# Oooo! A Shiny!



## Jynical (Jun 22, 2011)

Yeah yeah, I know you've all seen shiny coats before... but I wanted to share.


----------



## Jynical (Jun 22, 2011)

And to think... she came to us a sickly little pup dumped with her littermates.


----------



## rannmiller (Jun 27, 2008)

Awww she's beautiful! and she was a stinkin' cute puppy, even if she wasn't quite as shiny then :smile:


----------



## Jynical (Jun 22, 2011)

She was a cute puppy, and very polite. It's been fun to see her grow and become this strong, healthy dog.


----------



## AdrianVall (Aug 26, 2010)

Aw! She looks amazing now!  Thanks for rescuing!


----------



## DaneMama (Jun 27, 2008)

What a pretty girl!

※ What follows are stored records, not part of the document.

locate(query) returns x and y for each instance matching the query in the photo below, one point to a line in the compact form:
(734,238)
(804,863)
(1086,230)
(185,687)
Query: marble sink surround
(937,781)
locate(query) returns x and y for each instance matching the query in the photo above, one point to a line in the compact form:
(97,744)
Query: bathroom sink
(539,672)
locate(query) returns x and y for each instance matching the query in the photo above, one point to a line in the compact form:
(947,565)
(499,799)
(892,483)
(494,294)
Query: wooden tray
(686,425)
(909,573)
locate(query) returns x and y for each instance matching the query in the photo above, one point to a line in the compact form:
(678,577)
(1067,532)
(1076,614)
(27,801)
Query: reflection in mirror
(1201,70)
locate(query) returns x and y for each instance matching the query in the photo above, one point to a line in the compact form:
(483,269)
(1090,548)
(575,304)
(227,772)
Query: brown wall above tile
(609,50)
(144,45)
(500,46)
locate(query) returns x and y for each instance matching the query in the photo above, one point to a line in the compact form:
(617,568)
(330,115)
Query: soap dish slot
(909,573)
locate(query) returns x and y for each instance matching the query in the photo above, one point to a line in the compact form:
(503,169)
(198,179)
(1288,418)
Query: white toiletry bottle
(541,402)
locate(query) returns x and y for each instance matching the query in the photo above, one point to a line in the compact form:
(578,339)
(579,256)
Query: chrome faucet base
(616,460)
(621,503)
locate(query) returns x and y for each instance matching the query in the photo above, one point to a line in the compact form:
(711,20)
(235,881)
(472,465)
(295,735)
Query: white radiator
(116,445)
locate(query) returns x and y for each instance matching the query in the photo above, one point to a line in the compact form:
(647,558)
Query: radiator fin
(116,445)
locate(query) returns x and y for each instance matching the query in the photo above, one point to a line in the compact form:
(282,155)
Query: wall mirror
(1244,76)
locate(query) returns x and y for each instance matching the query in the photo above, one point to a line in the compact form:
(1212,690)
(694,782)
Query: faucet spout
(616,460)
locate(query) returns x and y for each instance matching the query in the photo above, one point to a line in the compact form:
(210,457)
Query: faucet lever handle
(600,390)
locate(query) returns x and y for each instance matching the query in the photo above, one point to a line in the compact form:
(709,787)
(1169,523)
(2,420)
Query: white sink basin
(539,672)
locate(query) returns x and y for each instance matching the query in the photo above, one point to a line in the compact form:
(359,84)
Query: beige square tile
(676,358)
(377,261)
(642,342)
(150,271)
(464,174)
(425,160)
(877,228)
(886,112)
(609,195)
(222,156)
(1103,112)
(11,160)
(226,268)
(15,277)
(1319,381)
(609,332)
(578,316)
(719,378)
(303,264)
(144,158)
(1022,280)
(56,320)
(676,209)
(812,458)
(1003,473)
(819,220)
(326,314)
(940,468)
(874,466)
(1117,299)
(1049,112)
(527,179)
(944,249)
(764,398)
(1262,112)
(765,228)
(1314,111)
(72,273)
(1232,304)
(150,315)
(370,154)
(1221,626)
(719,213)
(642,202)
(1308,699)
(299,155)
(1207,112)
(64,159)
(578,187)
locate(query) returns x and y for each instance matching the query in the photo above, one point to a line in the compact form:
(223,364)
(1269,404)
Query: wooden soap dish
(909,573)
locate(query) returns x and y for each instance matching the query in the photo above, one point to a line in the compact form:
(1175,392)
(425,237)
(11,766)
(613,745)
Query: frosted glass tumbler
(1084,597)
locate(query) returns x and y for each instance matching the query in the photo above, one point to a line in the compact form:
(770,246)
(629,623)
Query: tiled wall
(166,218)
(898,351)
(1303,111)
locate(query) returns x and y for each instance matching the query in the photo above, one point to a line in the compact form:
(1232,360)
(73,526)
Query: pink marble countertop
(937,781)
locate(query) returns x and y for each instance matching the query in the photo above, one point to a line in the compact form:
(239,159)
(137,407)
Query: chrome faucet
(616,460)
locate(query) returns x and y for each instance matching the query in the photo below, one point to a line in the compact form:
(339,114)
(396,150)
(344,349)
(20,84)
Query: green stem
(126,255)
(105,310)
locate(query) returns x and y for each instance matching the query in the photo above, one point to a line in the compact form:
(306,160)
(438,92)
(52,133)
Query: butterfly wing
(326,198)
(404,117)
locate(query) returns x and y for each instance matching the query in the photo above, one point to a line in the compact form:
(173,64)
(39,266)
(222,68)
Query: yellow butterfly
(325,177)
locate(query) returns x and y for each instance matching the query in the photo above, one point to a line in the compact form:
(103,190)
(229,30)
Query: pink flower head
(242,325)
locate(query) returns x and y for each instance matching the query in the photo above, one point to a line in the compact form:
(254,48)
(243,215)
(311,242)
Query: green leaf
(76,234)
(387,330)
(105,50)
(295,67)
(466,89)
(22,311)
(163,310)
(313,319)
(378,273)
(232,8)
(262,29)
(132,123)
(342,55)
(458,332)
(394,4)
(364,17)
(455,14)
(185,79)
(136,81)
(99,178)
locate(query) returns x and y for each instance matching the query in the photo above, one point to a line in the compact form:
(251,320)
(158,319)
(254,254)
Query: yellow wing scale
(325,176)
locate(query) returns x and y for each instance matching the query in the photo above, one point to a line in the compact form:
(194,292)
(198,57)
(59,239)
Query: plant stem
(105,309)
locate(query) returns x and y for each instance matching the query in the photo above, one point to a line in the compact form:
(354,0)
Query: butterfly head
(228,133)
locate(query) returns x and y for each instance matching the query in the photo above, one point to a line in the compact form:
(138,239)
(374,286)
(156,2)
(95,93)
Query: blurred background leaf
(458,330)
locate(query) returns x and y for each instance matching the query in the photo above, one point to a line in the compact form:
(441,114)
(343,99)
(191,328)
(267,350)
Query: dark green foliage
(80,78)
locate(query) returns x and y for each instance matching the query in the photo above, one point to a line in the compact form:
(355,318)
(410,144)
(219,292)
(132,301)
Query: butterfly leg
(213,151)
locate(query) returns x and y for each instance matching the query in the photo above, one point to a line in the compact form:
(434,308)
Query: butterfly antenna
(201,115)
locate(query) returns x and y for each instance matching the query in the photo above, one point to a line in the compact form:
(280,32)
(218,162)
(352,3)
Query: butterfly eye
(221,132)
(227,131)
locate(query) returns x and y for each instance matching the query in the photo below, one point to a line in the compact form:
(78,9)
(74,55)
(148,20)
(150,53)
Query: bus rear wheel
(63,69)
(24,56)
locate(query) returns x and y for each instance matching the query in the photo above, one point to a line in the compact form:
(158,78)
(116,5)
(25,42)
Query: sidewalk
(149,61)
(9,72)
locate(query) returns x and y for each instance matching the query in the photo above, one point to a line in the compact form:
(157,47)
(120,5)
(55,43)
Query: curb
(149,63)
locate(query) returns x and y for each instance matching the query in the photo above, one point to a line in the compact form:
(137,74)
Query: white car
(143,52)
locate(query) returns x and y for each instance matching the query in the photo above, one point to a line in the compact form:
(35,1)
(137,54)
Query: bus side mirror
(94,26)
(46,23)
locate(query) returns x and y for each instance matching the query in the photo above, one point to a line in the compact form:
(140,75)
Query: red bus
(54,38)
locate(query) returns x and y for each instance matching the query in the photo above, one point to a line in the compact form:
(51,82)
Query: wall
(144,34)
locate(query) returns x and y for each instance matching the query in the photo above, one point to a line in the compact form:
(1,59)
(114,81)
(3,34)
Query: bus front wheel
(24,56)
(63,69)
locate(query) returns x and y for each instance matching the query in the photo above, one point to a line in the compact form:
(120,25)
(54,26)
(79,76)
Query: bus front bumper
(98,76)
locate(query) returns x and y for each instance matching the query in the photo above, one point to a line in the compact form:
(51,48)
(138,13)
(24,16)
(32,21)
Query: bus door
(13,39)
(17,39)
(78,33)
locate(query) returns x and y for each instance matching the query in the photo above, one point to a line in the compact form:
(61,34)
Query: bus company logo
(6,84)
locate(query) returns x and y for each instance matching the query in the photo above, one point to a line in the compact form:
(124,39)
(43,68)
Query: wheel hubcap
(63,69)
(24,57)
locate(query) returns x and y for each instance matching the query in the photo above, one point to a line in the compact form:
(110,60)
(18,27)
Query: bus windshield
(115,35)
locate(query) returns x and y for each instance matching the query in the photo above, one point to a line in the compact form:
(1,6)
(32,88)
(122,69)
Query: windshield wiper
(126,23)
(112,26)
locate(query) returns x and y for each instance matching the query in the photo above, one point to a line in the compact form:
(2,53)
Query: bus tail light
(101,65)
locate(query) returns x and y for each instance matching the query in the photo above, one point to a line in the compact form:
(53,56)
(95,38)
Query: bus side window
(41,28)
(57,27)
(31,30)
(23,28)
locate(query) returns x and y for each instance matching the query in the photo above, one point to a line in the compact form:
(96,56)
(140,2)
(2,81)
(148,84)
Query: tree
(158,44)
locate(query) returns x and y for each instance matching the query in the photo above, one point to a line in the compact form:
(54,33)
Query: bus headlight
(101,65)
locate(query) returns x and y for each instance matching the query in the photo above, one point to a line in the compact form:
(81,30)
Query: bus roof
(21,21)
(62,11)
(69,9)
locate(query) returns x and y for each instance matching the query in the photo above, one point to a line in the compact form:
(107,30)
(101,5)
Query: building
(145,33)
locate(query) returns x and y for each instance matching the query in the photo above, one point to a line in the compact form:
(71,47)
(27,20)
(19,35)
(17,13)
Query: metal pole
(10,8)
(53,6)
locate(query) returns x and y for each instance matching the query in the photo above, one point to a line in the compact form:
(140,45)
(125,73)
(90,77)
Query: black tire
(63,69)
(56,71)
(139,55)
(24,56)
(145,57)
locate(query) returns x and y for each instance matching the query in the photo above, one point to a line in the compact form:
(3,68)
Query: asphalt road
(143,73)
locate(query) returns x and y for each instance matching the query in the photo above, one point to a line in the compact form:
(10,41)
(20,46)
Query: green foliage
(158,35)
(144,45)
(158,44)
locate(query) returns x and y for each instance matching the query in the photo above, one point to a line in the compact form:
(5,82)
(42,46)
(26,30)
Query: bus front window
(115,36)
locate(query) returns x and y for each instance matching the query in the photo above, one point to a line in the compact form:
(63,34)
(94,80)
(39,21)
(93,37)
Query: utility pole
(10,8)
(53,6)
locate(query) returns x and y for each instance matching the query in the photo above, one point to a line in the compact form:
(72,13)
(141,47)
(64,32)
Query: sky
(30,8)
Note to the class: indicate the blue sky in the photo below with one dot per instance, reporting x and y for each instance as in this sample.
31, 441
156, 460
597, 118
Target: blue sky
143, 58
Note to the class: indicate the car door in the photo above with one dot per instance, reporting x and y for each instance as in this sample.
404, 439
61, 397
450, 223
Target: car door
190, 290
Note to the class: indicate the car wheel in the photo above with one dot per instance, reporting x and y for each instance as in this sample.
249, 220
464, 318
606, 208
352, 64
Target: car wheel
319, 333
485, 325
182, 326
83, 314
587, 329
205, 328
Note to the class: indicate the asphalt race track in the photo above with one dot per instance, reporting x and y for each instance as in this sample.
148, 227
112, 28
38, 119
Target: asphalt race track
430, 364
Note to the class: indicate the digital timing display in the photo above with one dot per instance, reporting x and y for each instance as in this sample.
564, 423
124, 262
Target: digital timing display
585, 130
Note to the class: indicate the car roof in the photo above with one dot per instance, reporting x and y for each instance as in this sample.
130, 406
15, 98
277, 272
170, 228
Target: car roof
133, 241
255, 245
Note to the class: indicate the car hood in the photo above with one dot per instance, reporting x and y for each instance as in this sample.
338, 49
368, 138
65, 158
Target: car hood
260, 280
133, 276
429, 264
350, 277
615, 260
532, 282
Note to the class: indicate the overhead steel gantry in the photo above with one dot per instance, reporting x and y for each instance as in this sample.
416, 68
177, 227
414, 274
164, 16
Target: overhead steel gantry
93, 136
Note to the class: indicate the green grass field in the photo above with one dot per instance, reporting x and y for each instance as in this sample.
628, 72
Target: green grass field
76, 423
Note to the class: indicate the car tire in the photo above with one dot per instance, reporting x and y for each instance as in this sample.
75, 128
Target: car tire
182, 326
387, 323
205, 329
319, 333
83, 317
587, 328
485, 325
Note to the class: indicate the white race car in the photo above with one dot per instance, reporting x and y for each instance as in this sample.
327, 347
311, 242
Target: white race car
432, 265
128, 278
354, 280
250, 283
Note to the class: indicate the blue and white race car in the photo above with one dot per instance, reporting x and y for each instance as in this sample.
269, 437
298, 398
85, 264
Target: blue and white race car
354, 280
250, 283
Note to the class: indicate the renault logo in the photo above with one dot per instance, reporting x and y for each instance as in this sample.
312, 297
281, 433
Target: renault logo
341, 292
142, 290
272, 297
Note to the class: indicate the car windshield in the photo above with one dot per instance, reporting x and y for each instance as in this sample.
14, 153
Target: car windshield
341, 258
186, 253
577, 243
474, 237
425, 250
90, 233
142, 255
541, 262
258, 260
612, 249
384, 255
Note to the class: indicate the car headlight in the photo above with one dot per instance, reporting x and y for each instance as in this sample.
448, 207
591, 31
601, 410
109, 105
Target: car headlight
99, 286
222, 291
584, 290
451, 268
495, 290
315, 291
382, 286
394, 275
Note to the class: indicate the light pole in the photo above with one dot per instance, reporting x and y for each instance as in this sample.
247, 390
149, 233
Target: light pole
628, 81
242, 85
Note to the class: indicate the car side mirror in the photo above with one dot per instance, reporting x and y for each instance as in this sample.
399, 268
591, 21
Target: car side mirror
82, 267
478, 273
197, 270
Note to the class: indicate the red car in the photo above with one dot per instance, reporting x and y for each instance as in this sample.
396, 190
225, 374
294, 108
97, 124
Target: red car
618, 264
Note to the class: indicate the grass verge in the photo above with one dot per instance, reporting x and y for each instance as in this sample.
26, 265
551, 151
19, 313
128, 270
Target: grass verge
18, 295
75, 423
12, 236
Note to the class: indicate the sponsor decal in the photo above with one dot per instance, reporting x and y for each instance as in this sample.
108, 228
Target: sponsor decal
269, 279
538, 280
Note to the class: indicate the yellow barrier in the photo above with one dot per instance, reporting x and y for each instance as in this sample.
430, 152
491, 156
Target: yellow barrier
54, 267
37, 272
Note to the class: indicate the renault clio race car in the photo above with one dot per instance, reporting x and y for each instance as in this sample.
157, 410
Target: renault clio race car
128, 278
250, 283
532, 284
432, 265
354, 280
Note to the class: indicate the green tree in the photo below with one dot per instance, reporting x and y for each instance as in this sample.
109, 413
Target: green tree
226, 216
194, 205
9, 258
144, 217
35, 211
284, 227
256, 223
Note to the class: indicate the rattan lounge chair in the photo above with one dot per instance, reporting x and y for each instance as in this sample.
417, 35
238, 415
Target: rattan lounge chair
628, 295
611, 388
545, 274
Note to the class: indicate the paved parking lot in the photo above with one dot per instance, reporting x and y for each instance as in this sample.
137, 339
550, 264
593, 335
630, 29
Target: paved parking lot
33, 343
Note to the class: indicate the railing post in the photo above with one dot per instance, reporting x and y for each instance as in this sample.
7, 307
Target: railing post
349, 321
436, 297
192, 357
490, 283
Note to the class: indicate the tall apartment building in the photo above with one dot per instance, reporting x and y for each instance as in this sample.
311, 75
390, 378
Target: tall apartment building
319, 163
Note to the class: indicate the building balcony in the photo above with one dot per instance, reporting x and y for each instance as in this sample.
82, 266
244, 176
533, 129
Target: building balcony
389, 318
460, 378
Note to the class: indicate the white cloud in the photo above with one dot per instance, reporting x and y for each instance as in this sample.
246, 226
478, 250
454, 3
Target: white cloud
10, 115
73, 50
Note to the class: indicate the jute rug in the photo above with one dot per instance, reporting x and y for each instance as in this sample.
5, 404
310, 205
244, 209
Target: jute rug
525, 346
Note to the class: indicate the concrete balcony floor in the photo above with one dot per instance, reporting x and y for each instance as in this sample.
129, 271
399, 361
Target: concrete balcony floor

She looks fantastic! :wink:


----------



## DoglovingSenior (Jun 26, 2011)

A truly BEAUTIMUS COAT. GORGEOUS!


----------



## CorgiPaws (Mar 31, 2009)

What a dang good-looking dog. Look at that little face as a puppy! And she looks like a perfectly healthy, strong girl now, thanks to her wonderful owners who have taken such fantastic care of her.


----------



## MollyWoppy (Mar 19, 2010)

Aw, what a cutie. She sure landed on her feet when she found you! It's hard to believe it's the same dog.


----------



## Jynical (Jun 22, 2011)

Aww thanks guys. 

She really is a pleasure to know. I'm glad I can share her with y'all. <3


----------



## schtuffy (May 17, 2010)

That's one nice looking coat, but...I'm practically blinded by how well it's reflecting the sunlight! :tongue:


----------